Hold it. Tell that driver not to move the New York Rangers’ bus. Carl Hagelin is still under it. Coach John Tortorella tossed him under it after losing Game 1 of New York’s series against the Boston Bruins when he was asked why Hagelin, a talented offensive forward, wasn’t seeing much ice time on the power play. “Because he stinks on the power play,” Tortorella replied in his customary unvarnished fashion. “I don’t know why. I wish I could play him on the power play. Every time I put him on, he stinks.”
Tortorella went on to elaborate about exactly why Hagelin wasn’t as proficient a contributor on the power play as he has been in even-strength situations, and at least some of the explanation made good sense. “I think he’s too quick,” the coach said. “I think he’s a jitterbug and he screws it up. But I may use him. I’d love to. And I’m not trying to be a smart ass. He stinks on the power play every time I put him out there.”
When Hagelin was asked about his coach’s pearly words, he answered, “I don’t really have comments. All I can say is I don’t stink.” Asked if the remarks surprised him, he added, “Yeah, I haven’t really been on the power play.”
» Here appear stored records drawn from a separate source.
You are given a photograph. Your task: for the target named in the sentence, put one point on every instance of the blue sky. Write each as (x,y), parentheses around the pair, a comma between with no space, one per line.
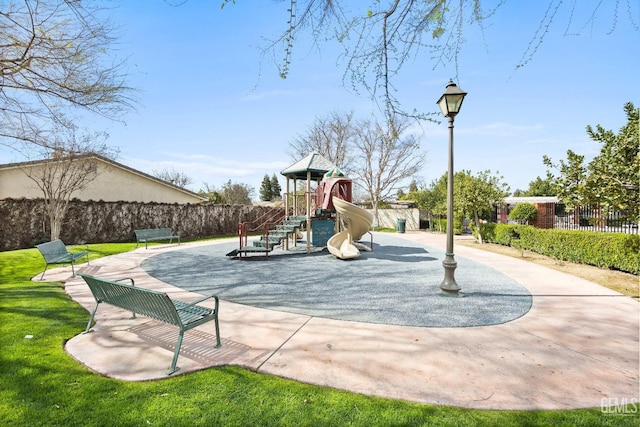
(209,107)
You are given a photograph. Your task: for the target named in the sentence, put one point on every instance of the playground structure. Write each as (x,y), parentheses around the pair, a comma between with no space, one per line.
(326,215)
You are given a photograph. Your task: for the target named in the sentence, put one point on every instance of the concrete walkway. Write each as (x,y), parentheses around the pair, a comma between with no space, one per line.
(578,345)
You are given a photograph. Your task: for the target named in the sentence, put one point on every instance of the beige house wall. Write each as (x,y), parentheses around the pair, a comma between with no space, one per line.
(113,183)
(388,218)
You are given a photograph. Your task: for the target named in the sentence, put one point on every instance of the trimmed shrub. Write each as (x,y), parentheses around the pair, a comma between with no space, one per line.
(616,251)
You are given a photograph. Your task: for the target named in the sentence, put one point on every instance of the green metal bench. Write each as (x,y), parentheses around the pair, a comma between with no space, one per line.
(153,304)
(56,252)
(152,234)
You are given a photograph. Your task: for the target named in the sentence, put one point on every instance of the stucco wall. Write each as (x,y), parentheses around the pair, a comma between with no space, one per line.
(111,184)
(24,223)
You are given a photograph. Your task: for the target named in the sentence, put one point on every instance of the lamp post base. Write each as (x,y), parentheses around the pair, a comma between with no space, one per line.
(449,287)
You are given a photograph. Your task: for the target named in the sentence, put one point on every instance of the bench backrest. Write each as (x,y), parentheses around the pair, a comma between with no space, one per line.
(152,233)
(147,302)
(52,251)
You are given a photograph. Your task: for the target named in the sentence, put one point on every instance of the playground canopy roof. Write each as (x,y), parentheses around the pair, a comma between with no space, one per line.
(313,166)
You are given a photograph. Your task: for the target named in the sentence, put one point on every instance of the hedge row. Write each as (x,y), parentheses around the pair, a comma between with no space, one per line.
(615,251)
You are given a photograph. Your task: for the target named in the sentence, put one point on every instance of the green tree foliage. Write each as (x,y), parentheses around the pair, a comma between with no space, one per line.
(266,193)
(524,212)
(571,181)
(276,189)
(612,178)
(477,195)
(614,174)
(538,187)
(380,37)
(270,188)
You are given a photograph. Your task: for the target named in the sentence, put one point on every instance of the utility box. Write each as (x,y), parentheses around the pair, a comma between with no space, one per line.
(402,225)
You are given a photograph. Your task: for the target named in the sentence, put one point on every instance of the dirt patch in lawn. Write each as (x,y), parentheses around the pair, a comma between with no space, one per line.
(625,283)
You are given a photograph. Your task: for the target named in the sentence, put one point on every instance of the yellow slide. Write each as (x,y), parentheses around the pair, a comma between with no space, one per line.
(358,221)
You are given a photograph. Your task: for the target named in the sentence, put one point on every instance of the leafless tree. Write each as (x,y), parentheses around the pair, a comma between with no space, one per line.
(69,165)
(380,37)
(388,155)
(332,136)
(173,176)
(54,59)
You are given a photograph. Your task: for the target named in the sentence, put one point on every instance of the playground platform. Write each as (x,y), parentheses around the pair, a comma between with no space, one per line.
(554,342)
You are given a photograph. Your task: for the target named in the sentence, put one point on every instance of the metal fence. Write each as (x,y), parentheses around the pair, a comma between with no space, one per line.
(594,219)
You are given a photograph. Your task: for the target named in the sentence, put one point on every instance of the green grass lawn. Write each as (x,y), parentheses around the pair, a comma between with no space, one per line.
(41,385)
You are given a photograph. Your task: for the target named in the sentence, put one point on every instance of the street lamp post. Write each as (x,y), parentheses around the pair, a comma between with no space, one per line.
(450,103)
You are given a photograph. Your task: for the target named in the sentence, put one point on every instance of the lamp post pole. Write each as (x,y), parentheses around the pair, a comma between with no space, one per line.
(450,103)
(449,286)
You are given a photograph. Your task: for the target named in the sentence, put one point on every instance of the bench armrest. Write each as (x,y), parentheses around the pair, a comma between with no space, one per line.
(200,300)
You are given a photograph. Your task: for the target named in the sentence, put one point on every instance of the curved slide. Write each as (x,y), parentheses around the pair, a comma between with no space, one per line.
(358,222)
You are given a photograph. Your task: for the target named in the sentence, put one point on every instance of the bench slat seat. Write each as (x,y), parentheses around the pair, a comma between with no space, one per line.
(153,304)
(154,234)
(55,252)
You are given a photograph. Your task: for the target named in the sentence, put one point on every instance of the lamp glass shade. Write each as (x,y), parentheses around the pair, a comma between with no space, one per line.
(451,101)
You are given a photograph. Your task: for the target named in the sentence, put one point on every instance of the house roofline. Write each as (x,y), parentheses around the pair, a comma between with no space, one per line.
(109,162)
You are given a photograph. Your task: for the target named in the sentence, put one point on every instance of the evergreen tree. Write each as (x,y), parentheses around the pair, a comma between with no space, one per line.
(266,190)
(276,190)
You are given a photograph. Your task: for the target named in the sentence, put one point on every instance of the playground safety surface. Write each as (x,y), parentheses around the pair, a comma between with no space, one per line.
(522,336)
During the next match, a 5-2 Ranger loss in Game 2, Hagelin spent 46 seconds on the power play. In Game 3, he was on the power play for a minute and 45 seconds. Meanwhile, the Rangers ran their man-advantage futility streak to 0-for-10 in the series while falling into a precipitous 0-3 hole against Boston.
Yes, Hagelin is a speedster and most of the offense on a typical power play is not generated with speed, but through quick passes, deft shots and patient decision-making in what are more and more frequently a series of set plays that attempt to break down a defense without a great deal of improvisation. Hagelin is therefore like a basketball player who might be adept at running a fast break, but not necessarily a pick and roll. He simply isn’t able to use his greatest skill, his speed, in a game situation that rewards smart adherence to structure rather than creativity in transition. He has one power play goal in 112 career regular-season games and none in 27 playoff games, though much of that is because he rarely gets shifts in man-advantage situations.
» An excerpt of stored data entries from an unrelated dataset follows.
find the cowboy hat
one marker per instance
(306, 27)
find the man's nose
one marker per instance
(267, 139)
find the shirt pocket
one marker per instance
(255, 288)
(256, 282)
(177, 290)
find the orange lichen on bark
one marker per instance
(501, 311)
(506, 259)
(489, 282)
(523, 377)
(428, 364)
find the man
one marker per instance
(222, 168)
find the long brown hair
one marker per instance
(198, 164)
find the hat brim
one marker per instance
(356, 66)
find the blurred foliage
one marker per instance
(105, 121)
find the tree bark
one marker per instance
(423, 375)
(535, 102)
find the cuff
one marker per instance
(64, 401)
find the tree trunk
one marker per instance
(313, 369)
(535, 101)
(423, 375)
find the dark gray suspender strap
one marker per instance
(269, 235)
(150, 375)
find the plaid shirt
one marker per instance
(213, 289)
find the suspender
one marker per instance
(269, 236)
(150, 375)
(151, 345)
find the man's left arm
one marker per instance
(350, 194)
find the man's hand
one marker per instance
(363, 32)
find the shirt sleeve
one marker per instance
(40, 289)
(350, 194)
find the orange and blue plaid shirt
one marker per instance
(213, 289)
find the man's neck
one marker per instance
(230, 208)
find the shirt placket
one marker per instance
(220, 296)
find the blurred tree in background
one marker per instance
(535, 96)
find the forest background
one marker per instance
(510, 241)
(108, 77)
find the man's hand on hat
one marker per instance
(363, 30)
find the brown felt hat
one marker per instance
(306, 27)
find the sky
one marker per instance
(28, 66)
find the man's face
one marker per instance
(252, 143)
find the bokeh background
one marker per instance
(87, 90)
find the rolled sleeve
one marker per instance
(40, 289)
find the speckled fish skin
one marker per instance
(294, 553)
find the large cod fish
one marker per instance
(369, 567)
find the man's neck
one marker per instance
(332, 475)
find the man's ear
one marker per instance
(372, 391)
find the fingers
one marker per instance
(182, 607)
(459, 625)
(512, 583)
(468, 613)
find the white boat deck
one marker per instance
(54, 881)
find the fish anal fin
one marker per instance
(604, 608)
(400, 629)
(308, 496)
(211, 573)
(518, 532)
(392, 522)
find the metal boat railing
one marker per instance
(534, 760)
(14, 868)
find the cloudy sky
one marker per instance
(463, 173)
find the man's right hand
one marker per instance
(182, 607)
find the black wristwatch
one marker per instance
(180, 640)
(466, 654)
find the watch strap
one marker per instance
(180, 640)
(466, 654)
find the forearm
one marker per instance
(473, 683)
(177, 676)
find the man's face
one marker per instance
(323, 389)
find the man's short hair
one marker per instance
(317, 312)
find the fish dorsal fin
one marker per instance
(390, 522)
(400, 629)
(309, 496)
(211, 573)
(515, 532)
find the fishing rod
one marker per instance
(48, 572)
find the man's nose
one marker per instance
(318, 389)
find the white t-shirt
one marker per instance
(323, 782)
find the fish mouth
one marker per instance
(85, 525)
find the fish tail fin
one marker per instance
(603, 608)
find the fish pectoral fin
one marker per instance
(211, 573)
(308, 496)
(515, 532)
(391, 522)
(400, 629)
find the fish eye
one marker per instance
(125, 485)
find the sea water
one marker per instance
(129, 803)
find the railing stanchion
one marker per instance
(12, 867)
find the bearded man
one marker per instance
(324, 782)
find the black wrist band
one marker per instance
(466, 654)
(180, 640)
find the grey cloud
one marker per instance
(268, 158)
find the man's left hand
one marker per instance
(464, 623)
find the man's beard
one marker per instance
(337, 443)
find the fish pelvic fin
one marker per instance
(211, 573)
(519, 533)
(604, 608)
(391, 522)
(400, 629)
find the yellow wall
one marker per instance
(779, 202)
Okay, that makes sense. But why must Tortorella use the language he did when placing blame squarely on his impressionable player who, by all accounts, including those of his teammates, is working as hard as he can to improve and contribute? And at what point might it be time for a coaching staff to accept some responsibility for a power play that ranked 23rd in the league during the regular season despite having the likes of Rick Nash, Ryan Callahan, Brad Richards and, for part of the year, Marian Gaborik? Tortorella has tried using forwards at the point, and putting big bodies, such as Brian Boyle, in front of the net. Does everybody out there stink, since the club only has two goals in 38 chances on the power play during the playoffs?
Even if you feel a player isn’t producing, what’s wrong with an answer such as: “For all his speed and skills, his assets haven’t translated as effectively on the power play as they have at even strength.” That says the same thing, but with more respect for a player who is clearly trying to improve his game and has in many areas.
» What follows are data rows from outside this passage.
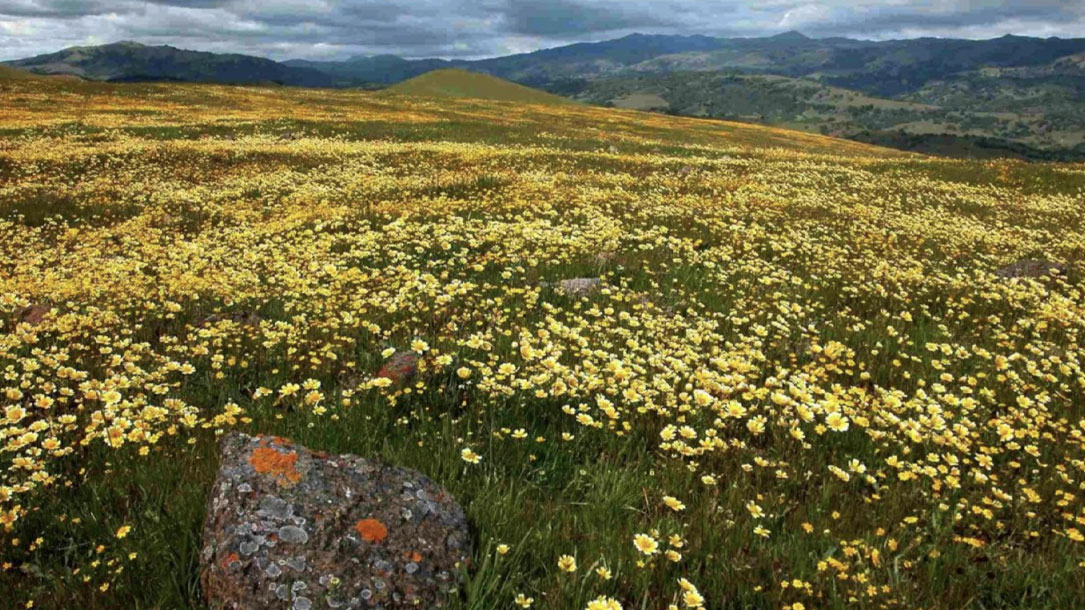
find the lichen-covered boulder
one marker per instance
(579, 287)
(33, 315)
(1031, 269)
(292, 529)
(400, 368)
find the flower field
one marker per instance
(801, 383)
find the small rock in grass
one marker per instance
(400, 368)
(579, 287)
(327, 530)
(1032, 269)
(33, 315)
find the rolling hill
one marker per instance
(452, 83)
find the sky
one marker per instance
(334, 29)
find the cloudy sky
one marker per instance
(461, 28)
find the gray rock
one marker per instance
(579, 287)
(333, 525)
(1032, 269)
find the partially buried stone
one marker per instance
(579, 287)
(34, 315)
(322, 530)
(400, 368)
(1031, 269)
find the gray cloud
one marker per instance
(464, 28)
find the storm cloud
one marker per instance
(460, 28)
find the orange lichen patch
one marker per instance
(230, 559)
(272, 462)
(371, 530)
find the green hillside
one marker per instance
(455, 83)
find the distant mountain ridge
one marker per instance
(133, 62)
(1016, 92)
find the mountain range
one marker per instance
(1016, 96)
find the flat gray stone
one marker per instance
(327, 531)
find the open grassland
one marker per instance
(801, 386)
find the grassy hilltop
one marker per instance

Hagelin is only 24. Tortorella doesn’t owe him the sort of respect that a player owes a coach, and to be fair, Tortorella did go on to praise other aspects of Hagelin’s game later during the press conference. But a private pep talk, even with the kind of tough evaluations that a player may not want to hear, is one thing; a public undressing should be reserved for a player who quits on his team or simply doesn’t try (Petr Nedved, anyone?), not for a second-year player who is still trying to develop an aspect of his game that is lagging behind other areas.
“Stinks” is a strong word, sort of like the difference between saying a bite of food isn’t quite for your tastes and saying it’s so putrid that you wouldn’t serve it to a dog. Say what you want to his face, but at least in public, critique him with a little more restraint. Whether Tortorella bears some responsibility for Hagelin’s — and the team’s – slump with the man advantage is one thing, but he most certainly does carry some responsibility for helping his players to get out of it.